A meno che non ci siano clamorosi sviluppi nei prossimi gioni, l’esecutivo giallo-rosso può ritenersi cosa fatta.

A cambiare, chiaramente, non sarà soltanto il colore del governo (da giallo-verde a giallo-rosso), ma anche il suo indirizzo politico.

Uno dei temi che più premono al Partito Democratico è l’immigrazione incontrollata, a cui Salvini ha provato a porre fine.

La pacifica convivenza tra dem e pentastellati dovrà basarsi su punti imprescendibili per i piddini, come ha fatto facilmente intuire l’ex senatore Pd Luigi Manconi su Repubblica.

Per l’ex senatore la discontinuità “esige già da subito segnali inequivocabili. E i tempi dei grandi processi economico-sociali, come l’immigrazione, sono assai più rapidi e incalzanti di quelli richiesti dalle mosse (felpate fino a essere flosce) necessarie per la costituzione del nuovo esecutivo. Anche perché la sofferenza umana arriva a bussare alla nostra porta con tutta l’urgenza dei corpi stremati e torturati”.

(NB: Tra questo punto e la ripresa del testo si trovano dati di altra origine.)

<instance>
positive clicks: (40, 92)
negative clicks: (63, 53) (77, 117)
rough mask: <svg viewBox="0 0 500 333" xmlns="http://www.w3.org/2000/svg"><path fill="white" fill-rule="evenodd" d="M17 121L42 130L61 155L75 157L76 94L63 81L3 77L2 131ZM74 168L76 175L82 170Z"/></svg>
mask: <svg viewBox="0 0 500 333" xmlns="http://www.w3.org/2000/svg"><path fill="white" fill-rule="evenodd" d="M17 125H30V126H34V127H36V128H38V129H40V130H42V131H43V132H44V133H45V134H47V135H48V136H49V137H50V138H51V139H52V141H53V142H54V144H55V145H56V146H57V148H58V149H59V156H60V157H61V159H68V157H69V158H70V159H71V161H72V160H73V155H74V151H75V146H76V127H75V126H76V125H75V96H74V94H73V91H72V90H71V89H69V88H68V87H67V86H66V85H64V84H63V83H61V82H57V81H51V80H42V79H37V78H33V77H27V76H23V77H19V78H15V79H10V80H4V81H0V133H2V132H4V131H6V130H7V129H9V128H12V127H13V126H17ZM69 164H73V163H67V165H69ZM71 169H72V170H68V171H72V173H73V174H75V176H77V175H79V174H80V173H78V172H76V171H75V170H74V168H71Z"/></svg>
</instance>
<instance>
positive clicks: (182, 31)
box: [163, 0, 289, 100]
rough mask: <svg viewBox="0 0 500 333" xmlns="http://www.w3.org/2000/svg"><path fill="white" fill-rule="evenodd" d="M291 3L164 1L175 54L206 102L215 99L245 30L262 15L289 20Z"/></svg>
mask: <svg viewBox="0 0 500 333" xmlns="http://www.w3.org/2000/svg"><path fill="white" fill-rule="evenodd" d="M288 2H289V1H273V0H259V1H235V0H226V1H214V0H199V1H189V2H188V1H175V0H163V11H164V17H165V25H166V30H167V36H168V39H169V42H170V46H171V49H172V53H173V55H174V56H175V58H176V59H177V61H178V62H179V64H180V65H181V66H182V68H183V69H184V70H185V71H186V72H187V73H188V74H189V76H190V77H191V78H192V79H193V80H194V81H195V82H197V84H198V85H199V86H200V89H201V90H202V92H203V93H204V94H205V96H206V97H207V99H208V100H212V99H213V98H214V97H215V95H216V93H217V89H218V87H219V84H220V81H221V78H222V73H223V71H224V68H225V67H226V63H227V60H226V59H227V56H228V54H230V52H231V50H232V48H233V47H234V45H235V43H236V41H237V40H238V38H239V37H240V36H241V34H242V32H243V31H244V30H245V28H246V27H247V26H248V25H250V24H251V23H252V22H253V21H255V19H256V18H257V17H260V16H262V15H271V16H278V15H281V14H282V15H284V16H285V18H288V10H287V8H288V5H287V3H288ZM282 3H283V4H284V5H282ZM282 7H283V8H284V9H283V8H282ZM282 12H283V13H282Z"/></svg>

Manconi ha ribadito il concetto dichiarando che “serve una svolta vera. A partire da una intelligente politica per l’immigrazione che consenta di aprire subito e in misura adeguata alle nostre possibilità vie di ingresso legali in Italia e quindi in Europa. Dunque, una rottura col passato, e non solo con quello rappresentato dagli ultimi 14 mesi di governo gialloverde. Su questo – come sull’ambiente, sull’economia e sulla giustizia – verrà valutata la scelta di governo del Pd”.

Intanto, però, anche il giornale dei vescovi ha invocato “scelte nuove per governare le migrazioni”. Borgonovo de La Verità, dalla sua analisi, fa intuire la chiara linea dettata da Avvenire.

Il giornale in questione parla di “scelte nuove per governare le migrazioni”. Ha scritto Ambrosini che “emerge l’attesa di politiche nuove, con la domanda di esplicita “discontinuità” con il precedente esecutivo. Se c’è un tema in cui la novità dovrebbe subito tradursi in fatti concreti, è quello delle politiche migratorie. Proprio perché sull’invasione immaginaria di migranti provenienti dall’Africa il populismo sovranista ha impostato e imposto per mesi la sua agenda, occorre ora una svolta netta. Ancora più a fondo, avendo questa narrazione pervasiva e persino ossessiva intossicato l’anima del nostro Paese con discorsi di odio e discriminazione, serve un messaggio radicalmente diverso”.

Il giornale cattolico, inoltre, vuole una legge sulla cittadinanza facile, lo Ius Culturae, ossia sul ruolo della scuola come “fabbrica” dei futuri cittadini.

Presto il decreto salviniano sarà solo un vecchio ricordo? I presupposti affinchè lo diventi…ci sono tutti.